- Fundamental Unit of Capacity: A shard is the core building block of a Kinesis data stream. It determines the stream's throughput in terms of data ingestion and retrieval.
- Sequence of Records: Each shard maintains an ordered sequence of data records. Data within a shard is immutable; you cannot delete or modify specific records directly.
- Scaling Mechanism: The number of shards in your Kinesis data stream directly affects its overall capacity. You can add or remove shards to scale your stream's ability to handle data.
Key Capacity Metrics of a Shard
- Data Ingest: A single shard supports up to 1MB/second of data writes and up to 1,000 records per second.
- Data Retrieval: A single shard supports up to 2MB/second of data reads. Note that read capacity is shared between all consumers of a shard.
How Shards Work
- Producers: Applications acting as producers send data records to a Kinesis data stream.

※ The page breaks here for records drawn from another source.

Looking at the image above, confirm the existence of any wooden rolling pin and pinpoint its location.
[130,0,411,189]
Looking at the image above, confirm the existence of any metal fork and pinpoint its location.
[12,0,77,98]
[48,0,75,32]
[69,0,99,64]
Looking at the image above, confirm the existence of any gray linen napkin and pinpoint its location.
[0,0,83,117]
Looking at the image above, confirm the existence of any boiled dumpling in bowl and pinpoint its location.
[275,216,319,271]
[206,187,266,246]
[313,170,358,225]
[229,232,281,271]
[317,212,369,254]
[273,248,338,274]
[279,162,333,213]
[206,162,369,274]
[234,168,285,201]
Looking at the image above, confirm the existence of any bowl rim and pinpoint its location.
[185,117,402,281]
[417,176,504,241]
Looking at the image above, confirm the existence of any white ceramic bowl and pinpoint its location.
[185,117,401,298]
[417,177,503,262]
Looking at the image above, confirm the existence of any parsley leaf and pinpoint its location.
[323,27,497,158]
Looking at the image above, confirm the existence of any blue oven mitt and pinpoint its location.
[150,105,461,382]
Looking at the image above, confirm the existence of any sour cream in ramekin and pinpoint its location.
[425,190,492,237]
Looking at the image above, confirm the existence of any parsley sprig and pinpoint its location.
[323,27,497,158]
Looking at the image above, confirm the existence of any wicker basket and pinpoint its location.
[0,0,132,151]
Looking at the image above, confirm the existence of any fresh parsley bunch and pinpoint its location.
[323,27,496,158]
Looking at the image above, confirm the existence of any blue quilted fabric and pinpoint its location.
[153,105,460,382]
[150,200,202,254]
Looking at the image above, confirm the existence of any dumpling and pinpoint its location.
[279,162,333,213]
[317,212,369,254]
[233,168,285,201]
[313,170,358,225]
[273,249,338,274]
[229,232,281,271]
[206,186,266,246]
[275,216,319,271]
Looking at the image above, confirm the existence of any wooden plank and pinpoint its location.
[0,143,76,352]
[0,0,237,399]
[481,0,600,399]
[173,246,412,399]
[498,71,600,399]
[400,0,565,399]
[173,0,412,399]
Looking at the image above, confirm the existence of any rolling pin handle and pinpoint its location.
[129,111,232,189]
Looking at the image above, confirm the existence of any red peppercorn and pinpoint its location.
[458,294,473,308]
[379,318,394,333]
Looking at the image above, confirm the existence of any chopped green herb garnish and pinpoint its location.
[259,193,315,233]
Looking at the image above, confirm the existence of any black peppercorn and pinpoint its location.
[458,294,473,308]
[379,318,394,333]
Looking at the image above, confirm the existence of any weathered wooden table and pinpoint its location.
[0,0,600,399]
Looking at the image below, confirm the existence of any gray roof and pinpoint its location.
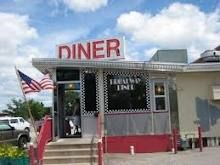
[32,58,220,73]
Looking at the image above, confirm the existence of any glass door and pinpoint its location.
[63,82,81,137]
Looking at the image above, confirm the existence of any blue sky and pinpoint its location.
[0,0,220,110]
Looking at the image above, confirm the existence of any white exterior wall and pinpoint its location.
[176,72,220,137]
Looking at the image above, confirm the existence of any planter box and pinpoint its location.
[0,157,29,165]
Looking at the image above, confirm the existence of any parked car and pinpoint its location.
[0,116,30,132]
[0,123,30,148]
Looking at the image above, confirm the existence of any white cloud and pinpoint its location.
[63,0,108,12]
[117,3,220,60]
[0,12,49,110]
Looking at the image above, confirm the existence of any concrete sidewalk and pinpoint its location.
[104,147,220,165]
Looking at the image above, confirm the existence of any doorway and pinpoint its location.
[59,81,82,138]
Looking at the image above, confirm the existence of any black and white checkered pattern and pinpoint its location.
[80,69,100,116]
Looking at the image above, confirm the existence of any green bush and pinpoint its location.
[0,144,29,165]
[0,144,28,159]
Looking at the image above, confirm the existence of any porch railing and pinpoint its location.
[37,116,52,164]
[96,113,103,165]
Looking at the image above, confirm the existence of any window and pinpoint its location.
[154,82,166,111]
[0,120,9,124]
[57,69,79,81]
[10,119,18,124]
[84,73,97,112]
[0,124,11,131]
[19,119,24,123]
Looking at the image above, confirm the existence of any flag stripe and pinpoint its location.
[17,70,41,94]
[40,74,54,90]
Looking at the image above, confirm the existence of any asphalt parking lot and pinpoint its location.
[104,147,220,165]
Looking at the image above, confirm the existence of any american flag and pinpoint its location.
[40,74,54,90]
[17,70,41,94]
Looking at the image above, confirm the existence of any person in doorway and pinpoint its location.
[73,98,80,134]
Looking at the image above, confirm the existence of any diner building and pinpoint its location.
[32,37,220,153]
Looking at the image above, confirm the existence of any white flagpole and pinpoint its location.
[15,66,37,142]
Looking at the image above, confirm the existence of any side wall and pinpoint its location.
[176,72,220,137]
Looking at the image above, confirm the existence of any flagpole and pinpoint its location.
[15,66,37,143]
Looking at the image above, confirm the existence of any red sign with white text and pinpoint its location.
[57,37,124,60]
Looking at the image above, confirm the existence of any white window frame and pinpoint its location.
[152,79,168,112]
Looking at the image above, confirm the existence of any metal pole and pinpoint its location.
[15,66,37,143]
[198,126,203,152]
[173,128,177,154]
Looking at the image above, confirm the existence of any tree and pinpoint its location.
[3,99,49,120]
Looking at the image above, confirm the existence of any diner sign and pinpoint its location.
[56,37,124,60]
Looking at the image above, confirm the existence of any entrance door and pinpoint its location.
[60,81,81,138]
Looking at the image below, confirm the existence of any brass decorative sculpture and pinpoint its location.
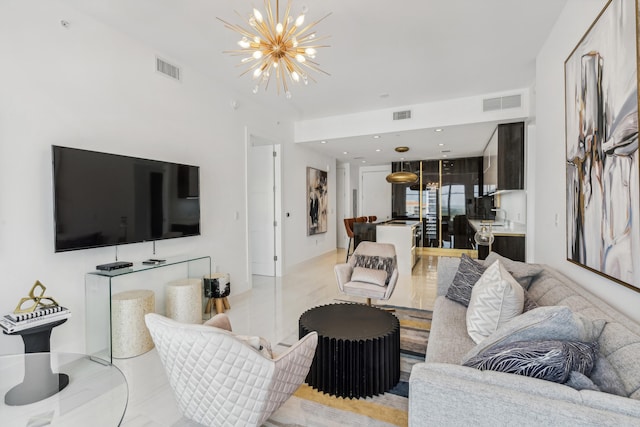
[13,280,58,314]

- Partition Keys: You can optionally provide a partition key when putting data into the stream. Kinesis uses the partition key to determine which shard the record is assigned to. This helps distribute data evenly and can be used to maintain the order of related records.
- Consumers: Applications that process the data records from the stream are consumers. Consumers typically read data in batches from multiple shards in parallel.
Managing Shards
- Provisioning: When creating a Kinesis data stream, you specify the initial number of shards.
- Resharding: You can dynamically increase or decrease the number of shards using the Kinesis API or management console to adjust the throughput of your stream as needed.
Use Cases
- Real-time Data Processing: Process high-volume data streams for applications like website clickstream analysis or IoT device telemetry.
- Log Aggregation: Collect and process logs from various applications or systems in a central location.
- Event-Driven Architectures: Use Kinesis to trigger actions downstream in response to specific data events.